Agent evaluations

Agent evaluations test and measure AI agent quality before and after deployment. You get data on whether your agents deliver accurate, complete, and concise responses.

Evaluations test agents against predefined questions with known correct answers. Experiments are run in Langfuse, the platform's built-in LLM observability tool.
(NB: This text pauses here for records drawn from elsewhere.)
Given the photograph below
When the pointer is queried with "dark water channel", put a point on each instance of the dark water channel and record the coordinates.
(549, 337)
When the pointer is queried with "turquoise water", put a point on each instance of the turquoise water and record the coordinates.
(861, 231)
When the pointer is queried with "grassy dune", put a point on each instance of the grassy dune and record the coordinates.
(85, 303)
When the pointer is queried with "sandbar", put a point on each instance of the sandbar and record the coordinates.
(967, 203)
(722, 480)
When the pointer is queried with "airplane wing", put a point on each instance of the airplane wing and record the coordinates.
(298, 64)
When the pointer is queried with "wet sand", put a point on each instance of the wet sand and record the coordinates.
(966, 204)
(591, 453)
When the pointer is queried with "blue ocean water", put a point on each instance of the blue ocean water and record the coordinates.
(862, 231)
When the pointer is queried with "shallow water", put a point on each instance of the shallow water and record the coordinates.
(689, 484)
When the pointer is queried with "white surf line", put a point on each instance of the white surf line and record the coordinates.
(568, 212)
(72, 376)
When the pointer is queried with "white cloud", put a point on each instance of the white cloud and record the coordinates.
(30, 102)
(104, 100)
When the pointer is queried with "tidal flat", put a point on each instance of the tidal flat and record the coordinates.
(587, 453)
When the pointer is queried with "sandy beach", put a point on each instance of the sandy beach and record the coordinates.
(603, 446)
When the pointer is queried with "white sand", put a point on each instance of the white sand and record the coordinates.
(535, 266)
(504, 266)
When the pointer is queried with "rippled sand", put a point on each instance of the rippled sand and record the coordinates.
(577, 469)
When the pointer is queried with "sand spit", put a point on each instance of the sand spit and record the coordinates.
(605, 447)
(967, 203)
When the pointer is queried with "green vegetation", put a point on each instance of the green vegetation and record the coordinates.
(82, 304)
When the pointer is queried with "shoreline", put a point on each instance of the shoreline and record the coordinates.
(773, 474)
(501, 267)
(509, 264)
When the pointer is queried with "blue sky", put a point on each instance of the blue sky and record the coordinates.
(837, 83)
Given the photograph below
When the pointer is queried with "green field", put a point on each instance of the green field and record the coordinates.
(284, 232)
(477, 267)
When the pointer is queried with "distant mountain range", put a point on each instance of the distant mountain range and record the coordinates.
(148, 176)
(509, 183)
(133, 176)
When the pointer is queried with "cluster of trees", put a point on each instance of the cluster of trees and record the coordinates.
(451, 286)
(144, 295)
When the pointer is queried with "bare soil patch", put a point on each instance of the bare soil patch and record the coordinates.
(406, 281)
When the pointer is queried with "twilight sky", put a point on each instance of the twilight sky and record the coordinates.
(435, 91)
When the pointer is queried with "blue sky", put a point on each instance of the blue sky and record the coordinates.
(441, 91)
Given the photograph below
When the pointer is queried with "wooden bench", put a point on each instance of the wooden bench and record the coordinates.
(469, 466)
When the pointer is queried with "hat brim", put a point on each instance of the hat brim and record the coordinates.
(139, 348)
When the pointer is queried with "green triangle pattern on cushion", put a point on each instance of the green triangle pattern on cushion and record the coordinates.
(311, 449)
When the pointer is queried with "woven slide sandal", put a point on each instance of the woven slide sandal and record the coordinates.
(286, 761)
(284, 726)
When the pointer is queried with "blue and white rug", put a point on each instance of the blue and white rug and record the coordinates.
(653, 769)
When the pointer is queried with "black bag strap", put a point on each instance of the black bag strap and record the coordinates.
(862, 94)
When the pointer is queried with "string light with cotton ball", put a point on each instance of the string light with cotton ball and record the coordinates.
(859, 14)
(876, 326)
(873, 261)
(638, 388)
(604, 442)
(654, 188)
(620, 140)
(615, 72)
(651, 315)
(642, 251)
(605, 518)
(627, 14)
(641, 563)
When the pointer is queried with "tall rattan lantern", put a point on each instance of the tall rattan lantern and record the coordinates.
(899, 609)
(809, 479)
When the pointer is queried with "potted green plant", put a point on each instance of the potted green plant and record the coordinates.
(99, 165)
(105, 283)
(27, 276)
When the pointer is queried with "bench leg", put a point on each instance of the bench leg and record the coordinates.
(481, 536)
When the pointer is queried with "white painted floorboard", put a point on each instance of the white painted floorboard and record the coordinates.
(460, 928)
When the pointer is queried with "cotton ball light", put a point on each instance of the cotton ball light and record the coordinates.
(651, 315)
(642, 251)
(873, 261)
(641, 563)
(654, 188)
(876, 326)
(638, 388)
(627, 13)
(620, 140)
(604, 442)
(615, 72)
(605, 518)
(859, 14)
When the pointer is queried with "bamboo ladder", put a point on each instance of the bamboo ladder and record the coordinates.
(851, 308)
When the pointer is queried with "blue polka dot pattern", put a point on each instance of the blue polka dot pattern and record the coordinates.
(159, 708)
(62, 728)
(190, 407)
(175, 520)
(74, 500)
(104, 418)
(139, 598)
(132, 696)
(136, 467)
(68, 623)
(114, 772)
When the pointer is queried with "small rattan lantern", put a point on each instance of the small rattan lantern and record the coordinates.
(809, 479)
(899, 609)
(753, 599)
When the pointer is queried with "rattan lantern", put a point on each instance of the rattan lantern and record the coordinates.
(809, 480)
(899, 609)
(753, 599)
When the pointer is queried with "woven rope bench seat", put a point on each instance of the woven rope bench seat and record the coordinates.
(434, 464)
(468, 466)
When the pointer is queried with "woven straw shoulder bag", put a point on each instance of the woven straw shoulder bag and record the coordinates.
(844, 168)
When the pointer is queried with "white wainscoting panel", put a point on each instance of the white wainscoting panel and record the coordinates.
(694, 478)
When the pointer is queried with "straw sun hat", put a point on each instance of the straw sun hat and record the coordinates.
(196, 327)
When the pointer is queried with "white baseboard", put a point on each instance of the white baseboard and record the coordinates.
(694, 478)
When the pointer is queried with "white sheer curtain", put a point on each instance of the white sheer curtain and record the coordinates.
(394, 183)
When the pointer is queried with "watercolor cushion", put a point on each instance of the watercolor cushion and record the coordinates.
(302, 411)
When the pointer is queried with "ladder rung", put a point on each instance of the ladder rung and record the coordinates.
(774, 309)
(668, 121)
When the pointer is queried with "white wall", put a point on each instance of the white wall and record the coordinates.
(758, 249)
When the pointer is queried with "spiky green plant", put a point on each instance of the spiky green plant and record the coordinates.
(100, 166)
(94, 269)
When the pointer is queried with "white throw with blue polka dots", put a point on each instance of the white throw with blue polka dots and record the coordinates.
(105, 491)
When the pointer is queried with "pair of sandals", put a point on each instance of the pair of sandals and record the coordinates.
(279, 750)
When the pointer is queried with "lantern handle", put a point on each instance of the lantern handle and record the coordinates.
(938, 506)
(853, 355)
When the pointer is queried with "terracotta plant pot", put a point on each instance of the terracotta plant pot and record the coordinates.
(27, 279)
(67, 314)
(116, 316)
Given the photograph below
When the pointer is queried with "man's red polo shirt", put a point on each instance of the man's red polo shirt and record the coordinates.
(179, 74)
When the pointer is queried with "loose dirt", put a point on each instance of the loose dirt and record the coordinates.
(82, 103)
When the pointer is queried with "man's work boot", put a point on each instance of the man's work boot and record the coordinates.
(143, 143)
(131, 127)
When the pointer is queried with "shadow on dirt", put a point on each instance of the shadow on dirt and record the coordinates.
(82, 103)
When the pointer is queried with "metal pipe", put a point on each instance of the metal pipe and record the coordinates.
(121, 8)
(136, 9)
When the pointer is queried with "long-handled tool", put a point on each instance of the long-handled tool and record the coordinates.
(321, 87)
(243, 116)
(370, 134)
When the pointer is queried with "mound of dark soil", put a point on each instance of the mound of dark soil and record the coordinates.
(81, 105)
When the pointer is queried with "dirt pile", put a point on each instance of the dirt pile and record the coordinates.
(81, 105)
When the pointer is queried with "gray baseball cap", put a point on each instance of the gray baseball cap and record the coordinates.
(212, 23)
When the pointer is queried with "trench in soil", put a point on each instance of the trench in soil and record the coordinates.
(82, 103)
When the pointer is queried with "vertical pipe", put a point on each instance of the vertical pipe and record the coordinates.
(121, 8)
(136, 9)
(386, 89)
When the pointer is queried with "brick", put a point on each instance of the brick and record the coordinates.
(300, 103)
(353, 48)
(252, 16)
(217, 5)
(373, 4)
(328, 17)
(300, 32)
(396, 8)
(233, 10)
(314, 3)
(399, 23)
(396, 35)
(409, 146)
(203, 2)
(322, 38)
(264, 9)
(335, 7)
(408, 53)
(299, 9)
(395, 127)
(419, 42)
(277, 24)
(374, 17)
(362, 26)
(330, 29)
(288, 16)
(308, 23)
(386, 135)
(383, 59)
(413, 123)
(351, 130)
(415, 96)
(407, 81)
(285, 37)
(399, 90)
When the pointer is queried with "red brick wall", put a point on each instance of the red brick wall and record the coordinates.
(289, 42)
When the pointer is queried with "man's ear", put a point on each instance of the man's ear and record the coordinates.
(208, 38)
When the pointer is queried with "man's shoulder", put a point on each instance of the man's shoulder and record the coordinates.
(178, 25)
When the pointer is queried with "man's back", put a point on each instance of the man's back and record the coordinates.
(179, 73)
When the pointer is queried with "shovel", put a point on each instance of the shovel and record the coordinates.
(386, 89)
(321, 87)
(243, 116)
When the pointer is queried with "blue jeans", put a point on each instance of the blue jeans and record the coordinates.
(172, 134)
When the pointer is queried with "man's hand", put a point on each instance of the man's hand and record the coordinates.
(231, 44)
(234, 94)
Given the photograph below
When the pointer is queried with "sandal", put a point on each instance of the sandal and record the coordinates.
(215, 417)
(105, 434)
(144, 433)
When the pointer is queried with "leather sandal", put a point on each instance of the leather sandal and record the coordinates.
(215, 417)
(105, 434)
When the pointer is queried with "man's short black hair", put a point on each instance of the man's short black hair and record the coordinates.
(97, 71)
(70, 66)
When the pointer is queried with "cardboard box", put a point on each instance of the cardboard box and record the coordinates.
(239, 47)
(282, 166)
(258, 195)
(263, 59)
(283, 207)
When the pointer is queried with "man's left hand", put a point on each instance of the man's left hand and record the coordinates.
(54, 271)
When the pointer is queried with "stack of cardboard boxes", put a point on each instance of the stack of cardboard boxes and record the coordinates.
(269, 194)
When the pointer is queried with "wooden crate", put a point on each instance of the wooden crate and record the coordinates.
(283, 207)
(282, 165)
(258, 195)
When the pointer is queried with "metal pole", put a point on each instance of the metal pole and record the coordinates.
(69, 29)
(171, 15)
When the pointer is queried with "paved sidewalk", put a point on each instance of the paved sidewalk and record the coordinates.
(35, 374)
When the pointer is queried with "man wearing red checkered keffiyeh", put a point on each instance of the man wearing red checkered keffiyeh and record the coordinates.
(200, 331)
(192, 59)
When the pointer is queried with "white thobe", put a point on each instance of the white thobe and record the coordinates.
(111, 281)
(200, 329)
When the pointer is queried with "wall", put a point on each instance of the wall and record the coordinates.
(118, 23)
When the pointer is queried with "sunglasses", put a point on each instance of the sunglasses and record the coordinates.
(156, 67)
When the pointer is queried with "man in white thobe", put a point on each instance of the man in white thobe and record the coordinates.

Swiss AI Hub auto-provisions everything Langfuse needs — your agents, an agent-calling connection, evaluator models, and a prompt template — so you can focus on three steps:

Create a dataset of questions and reference answers.
Create evaluators that score agent responses.
Run experiments against your agent and review the results.

TIP

This page describes the Swiss AI Hub workflow only. For Langfuse-specific details (dataset upload formats, evaluator configuration, experiment comparison), see the Langfuse documentation.

1. Create a dataset

Datasets are collections of test questions with reference answers. Cover representative questions your agent will receive, include clear reference answers and edge cases. Start with at least 10 question-answer pairs; 20-50 work better.

You can create a dataset in two ways:

In the Swiss AI Hub Admin UI — open Datasets, provide a name and description, add your question-answer pairs, then save.
In Langfuse — create the dataset directly, for example by uploading a CSV file with one row per question-answer pair.

Either way the dataset is stored in Langfuse and immediately available for experiments.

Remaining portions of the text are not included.